Trained a stable diffusion model

The innovation in generative AI is fascinating and scary in equal measure.

It’s fascinating because AI increases access and makes it faster to product content. It empowers people to do things they couldn’t do before: for example, I’m not good at generating visual content, but I can do so by prompting with text. Secondly, it reduces the cost of producing content.

Generative AI is scary because of hype cycles. When there’s this much buzz around a piece of technology, it’s like to be a bubble. I’ve come to appreciate bubbles as a kind of natural evolution. People see this fancy new piece of technology. They try a bunch of things. Some work and some don’t. The ones that do stick and become businesses.

image

When I encounter a dichotomy like this one, I like to try it for myself. There’s no substitute for using the technology to solve a specific problem. Reading does not cut it because of bias. You are either too optimistic, or too dismissive, or both.

So today, we’re going to try something different. I’m going to try and solve a specific use case using generative AI.

Identifying a problem

The ideal problem to tackle with AI is one that is:

  1. Repetitive
  2. Takes a lot of time or costs lot of money
  3. Does not require high amounts of fidelity

We want repetitive tasks that cost a lot of money or take a lot of time because AI can provide a 10x improvement. We want problems that can be solved with low fidelity because content produced by AI is not always perfect (yet).

The problem

The first problem that came to mind was copy writing. Blogs for SaaS companies, product descriptions for e-commerce and social media content all require content. This kind of content, if augmented with human input, is an ideal use case for AI (as demonstrated by Jasper AI’s revenue and recent funding round).
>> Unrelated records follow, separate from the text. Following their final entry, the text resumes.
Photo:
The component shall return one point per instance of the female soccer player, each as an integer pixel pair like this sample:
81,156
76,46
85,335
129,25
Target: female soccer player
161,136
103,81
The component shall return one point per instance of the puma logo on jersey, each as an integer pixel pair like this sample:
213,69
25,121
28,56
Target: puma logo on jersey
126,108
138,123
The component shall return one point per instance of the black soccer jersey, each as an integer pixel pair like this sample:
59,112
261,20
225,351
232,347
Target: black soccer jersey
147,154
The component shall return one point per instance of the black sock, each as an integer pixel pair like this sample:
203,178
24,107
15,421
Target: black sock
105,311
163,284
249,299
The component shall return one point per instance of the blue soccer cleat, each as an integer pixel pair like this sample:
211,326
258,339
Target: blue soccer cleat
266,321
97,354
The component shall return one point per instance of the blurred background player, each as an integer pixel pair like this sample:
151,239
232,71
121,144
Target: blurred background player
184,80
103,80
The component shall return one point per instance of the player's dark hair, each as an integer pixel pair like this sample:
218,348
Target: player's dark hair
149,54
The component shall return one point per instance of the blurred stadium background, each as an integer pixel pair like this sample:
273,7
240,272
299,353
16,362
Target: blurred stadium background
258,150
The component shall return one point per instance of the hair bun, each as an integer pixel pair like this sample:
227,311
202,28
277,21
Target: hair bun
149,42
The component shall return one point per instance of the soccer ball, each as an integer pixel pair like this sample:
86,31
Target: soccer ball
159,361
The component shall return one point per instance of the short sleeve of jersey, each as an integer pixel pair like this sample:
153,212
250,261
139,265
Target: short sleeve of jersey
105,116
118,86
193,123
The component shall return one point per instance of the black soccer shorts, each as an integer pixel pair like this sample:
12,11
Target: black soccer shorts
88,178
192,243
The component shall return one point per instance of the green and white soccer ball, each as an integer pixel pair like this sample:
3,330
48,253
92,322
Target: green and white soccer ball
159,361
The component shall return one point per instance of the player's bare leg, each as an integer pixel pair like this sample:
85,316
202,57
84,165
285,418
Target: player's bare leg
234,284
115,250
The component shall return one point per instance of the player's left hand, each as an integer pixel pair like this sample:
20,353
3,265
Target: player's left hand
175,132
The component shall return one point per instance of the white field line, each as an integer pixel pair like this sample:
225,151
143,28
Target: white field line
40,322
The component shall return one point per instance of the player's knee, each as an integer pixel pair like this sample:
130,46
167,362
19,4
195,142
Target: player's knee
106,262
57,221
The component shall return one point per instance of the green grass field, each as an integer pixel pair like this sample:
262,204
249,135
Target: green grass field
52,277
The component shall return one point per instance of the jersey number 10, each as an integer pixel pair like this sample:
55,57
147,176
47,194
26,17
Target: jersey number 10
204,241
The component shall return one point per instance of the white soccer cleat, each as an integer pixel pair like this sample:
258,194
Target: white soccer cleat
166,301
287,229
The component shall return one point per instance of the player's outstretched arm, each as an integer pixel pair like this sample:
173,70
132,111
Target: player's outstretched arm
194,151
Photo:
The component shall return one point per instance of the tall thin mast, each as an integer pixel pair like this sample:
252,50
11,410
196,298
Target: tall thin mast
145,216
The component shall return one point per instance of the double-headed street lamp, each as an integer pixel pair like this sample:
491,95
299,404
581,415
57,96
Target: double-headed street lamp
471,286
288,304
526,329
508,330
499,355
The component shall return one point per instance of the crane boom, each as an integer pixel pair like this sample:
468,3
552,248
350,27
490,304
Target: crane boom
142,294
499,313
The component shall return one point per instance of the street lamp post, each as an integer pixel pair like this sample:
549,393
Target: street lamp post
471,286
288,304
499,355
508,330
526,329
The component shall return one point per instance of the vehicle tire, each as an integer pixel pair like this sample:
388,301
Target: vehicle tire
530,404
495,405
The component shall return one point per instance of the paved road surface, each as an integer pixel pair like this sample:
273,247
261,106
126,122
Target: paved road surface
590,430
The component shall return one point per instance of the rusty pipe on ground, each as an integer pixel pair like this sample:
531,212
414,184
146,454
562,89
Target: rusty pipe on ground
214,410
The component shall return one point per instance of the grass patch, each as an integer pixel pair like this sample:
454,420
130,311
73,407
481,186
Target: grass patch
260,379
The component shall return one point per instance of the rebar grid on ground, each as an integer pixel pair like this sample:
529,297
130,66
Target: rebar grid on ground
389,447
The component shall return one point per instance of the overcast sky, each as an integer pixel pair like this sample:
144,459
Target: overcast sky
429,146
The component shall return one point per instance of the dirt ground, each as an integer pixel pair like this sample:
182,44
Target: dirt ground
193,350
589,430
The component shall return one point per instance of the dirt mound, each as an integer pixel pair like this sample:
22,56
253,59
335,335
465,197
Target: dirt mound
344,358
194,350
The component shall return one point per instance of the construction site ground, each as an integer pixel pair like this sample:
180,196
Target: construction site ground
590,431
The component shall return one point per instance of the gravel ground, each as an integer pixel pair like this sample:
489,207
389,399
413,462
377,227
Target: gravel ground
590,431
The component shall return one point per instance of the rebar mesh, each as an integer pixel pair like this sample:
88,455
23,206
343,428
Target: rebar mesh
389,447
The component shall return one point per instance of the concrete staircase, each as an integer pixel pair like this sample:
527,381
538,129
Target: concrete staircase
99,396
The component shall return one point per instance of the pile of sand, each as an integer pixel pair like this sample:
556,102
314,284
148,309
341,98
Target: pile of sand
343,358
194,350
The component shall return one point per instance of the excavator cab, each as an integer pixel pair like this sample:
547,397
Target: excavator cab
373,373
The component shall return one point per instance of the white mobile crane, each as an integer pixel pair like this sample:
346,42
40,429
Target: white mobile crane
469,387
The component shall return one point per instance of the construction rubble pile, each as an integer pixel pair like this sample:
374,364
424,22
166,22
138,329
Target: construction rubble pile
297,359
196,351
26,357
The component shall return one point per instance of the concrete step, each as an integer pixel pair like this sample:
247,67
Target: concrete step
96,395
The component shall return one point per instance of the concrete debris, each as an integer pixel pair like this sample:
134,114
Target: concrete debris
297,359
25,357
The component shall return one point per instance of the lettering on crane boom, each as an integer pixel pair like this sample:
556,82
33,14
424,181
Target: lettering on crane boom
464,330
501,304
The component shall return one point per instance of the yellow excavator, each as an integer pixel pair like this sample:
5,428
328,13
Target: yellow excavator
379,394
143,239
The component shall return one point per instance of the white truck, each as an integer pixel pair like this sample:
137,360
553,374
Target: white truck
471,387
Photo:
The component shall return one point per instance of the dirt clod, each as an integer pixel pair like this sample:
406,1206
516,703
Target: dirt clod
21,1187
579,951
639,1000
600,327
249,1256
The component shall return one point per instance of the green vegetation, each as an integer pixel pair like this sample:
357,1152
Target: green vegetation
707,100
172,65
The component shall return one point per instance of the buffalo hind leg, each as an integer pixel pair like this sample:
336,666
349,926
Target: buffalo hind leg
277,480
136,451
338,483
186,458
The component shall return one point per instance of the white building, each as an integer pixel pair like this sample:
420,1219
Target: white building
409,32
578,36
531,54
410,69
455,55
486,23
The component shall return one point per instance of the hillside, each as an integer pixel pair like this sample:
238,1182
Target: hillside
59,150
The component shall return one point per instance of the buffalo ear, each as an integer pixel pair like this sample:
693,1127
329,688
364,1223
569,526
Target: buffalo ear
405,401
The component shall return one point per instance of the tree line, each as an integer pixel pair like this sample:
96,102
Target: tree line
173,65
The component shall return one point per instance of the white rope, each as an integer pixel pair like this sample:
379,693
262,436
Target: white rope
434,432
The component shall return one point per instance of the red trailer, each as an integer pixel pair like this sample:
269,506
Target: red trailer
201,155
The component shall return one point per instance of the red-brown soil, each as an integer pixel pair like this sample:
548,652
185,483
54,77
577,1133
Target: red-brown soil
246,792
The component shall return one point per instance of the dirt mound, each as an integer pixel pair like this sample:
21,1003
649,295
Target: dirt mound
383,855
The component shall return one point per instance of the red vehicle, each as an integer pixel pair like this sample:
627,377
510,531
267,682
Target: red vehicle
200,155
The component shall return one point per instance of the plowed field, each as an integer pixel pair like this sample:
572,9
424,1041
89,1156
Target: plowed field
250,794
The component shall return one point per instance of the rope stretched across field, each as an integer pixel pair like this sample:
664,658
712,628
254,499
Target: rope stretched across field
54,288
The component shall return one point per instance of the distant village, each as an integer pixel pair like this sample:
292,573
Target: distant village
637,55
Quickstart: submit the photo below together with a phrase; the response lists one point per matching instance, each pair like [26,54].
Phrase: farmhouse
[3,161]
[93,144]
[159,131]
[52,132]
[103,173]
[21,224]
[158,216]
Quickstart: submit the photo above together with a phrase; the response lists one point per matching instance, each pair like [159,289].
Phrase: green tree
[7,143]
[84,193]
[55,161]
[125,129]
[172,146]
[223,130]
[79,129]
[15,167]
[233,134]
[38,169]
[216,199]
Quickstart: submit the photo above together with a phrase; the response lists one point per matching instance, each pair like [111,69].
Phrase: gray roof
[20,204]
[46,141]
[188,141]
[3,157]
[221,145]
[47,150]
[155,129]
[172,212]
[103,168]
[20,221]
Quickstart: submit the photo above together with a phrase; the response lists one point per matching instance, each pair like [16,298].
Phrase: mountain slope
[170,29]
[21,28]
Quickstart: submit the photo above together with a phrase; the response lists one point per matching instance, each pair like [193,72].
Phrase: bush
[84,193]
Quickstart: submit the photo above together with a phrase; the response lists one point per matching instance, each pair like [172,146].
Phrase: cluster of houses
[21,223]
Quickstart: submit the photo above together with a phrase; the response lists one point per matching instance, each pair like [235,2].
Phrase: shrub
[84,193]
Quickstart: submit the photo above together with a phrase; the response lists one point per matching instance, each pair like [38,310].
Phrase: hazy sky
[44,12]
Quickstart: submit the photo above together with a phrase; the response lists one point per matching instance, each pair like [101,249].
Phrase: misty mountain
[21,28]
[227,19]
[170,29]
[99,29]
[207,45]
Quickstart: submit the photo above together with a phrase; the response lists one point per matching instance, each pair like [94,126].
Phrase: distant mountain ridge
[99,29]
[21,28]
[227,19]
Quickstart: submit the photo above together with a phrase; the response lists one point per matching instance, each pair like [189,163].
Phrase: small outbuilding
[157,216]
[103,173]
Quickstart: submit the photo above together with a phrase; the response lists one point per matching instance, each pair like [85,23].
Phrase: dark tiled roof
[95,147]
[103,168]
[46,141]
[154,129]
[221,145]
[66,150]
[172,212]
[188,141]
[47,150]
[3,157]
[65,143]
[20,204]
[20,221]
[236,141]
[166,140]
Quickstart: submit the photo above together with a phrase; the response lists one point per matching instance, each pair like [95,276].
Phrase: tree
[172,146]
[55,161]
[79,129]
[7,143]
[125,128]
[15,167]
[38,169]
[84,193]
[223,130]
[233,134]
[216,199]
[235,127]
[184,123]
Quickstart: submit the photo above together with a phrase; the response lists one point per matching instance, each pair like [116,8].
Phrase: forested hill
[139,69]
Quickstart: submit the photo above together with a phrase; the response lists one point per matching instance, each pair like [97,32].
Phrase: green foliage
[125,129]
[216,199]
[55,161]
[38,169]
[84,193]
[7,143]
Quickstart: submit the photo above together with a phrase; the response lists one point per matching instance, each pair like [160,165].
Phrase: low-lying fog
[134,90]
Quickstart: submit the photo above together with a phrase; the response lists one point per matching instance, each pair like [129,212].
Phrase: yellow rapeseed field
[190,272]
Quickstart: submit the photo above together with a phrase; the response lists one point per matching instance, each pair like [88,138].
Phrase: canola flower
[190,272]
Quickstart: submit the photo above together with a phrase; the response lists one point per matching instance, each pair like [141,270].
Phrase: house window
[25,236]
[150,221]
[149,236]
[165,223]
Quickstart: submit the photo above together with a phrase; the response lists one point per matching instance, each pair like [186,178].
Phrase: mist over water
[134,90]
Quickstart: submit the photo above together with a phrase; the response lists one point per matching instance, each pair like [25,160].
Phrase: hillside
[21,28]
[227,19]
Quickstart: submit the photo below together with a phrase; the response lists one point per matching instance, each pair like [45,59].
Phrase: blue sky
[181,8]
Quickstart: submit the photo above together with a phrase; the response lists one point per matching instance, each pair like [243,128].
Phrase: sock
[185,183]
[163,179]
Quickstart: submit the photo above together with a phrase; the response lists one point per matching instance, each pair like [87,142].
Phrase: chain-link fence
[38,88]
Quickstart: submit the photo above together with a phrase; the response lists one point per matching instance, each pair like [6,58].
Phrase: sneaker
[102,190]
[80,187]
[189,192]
I decided not to choose this problem. There’s far too many people attempting to this already: JasperAI, CopyAI and Lex are notable examples.

The second idea that came to mind was product photography. Shop online and you’ll see that every product has 4-5 different images. Apart from this, e-commerce owners need lots of content of their products.

image

I don’t think you can replace product photography. But I do think AI can help reduce the cost of it. I asked a friend how much it costs to shoot product photography:

On average, it costs £10 per product image.

Problem & solution

The problem statement:

Can AI help reduce the cost of producing product photographs?

The solution I have in mind:

  • A merchant or seller uploads a set of photographs
  • They describe what they want for their computer generated images
  • AI generates the images

To set expectations, the intent here is to see how everything works and figure out if there is potential. I do not expect to have something that is usable.

Generative AI

In order to get our AI model to spit out images on demand, we need to fine tune it for this use case.

Generative AI models like stable diffusion are trained on billions of images. At a high-level, they are trained to mimic the human brain. Given a set of inputs, they produce output. The innovation here is that the output is net new.

The process works roughly like this: a computer takes in the billion images that are labelled, it processes them as “data” and then associates those labels with the “data”. When you feed the algorithm an input (also known as a prompt) it uses what it’s learnt to produce a new image. This is an oversimplification of the process but works for now.

Off-the-shelf generative AI algorithms work well for content that is not specific. It’s not great when you want content for a specific product.

For example, I generated the image below using DreamStudio (based on Stable Diffusion) with the prompt: “A male model listening to music with Bose headphones and running on the beach.”

image

Not quite what I was expecting. It actually doesn’t have the product in the image at all.

Training the model

To overcome the above, you need to fine tune existing models like Stable Diffusion.

First, I needed a product to sample this for. Initially, I considered generating product images for a Coke can, but I decided against it. It seemed too easy!

I decided to go with Bose Headphones. I trained the model using 13 images of Bose headphones.

Here’s the result of different prompts:

Prompt: A female model wearing Bose Headphones, listening to music and walking in the park.

image

Prompt: A male model listening to music with Bose Headphones and running on the beach.

image

Prompt: A dog wearing Bose Headphones in the park.

image

This feels pretty revolutionary. Whilst I don’t think the images are usable, these are new images that I was able to achieve in a couple of hours.

The path to optimising these images is clear:

  1. It is recommended that you have 30-40 images for your use case. I was solving for speed and went with 15.
  2. If many of your images share similar features, you can expect to see these features in the output.
  3. Prompts are important. The more detail you provide the better the image gets.

With more effort, it feels like there is potential for AI to reduce the costs of content production.

The other thing that became quickly apparent was the size of the ecosystem forming around AI applications. Hugging Face lets you find and host ML models. Anyone can access them via an API. Replicate does the same. You might require a GPU (big computer hosted on the cloud) to run your model. And if you do, Google Collab lets you host your code and gives you access to free or paid GPUs.

Here’s a useful market map if you want to do more digging:

image

To close

Generative AI does seem to have immense potential. It helps people produce content they were otherwise unable to. It reduces the cost of production.

It also changes how we build things. In software, we are used to things being deterministic (i.e. 1 + 1 = 2). This is not the case with generative AI. The output won’t always be the same. This requires us to think differently about user interfaces, engineering and product.

I’m excited for what this technology is going to bring.